Facing the music and dancing
It is fitting that Terra Firma is one of the most transparent nonpublic private equity firms as in one of its latest investments it has thrust it into the media limelight, perhaps more so than any other firm in the UK. The €5.9 billion buyout of EMI closed just as the problems in the credit markets finally became apparent last summer.
Due to the declining fortunes of the worldwide music industry the firm’s attempts to turnaround the struggling company are likely to be challenging.
Yet rather than retreat from the limelight, Terra Firma has decided to conduct its turnaround in the public eye. The firm is cutting between 1,500 and 2,000 jobs at the company and targeting a £200 million ($392.6 million) per year cost reduction drive. As this goes on, high profile spats have dominated the magazine supplements and music sections, as music acts like Radiohead have left the label while Terra Firma’s cost-cutting takes effect.
The success of the deal is of importance to Terra Firma’s returns. The firm has invested close to 30 percent of both its €2.1 billion second fund and its €5.4 billion third fund in the transaction, according to a source close to the company.
But it would seem in today’s changing markets the transaction is unattractive to debt investors. Citi solely underwrote the transaction, and it reportedly failed to syndicate £2.4 billion of the debt related to the deal during its attempts to sell on $12.5 billion loans to a private equity consortium, according to Financial Times. This is arguably related to debt investor risk aversion in current markets, rather than any specific problem at the company.

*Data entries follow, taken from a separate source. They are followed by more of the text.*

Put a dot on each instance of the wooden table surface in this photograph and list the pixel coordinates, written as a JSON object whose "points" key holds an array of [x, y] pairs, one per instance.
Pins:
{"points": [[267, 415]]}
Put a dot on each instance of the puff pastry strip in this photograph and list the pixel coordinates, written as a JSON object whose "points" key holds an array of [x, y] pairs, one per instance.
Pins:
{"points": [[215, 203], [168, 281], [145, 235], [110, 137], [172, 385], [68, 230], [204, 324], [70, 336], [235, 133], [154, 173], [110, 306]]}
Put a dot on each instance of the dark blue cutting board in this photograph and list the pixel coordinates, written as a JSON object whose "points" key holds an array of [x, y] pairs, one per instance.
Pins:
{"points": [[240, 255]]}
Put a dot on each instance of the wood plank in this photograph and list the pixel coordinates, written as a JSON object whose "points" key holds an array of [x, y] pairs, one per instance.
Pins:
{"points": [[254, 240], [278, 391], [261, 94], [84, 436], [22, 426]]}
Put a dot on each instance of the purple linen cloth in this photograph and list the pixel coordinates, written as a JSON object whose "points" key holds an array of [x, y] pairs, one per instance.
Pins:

Despite the difficulties, Terra Firma has recruited a crack management team, including Douglas Merrill, former Google chief information officer, and Nick Gatfield, the artists and repertoire specialist, who among other successes at Universal and Island Records, helped sell Amy Winehouse, the highly popular UK singer.
The firm has undertaken reputable turnarounds in the past such as Angel Trains and Le Meridien, underlining its track record to achieve in the EMI deal. The success of the firm in the ambitious project would lead to a fixed music industry, according to Hands.
Many in the markets are skeptical that even a firm as successful as Terra Firma at turnarounds will be able to pull the feat off. But if it does manage to do so the firm is likely to bring credit on the whole industry for fixing a company that many feel was in decline.
Given the firm’s open approach to disclosure, transparency’s champions in the industry will be hoping that the deal goes well for Terra Firma. Should other firms see Terra Firma continue to receive positive comments for its open approach, more will presumably follow suit as a public relations move. Should EMI falter, the poster child of transparency may look less appealing to those who remain wary of baring all.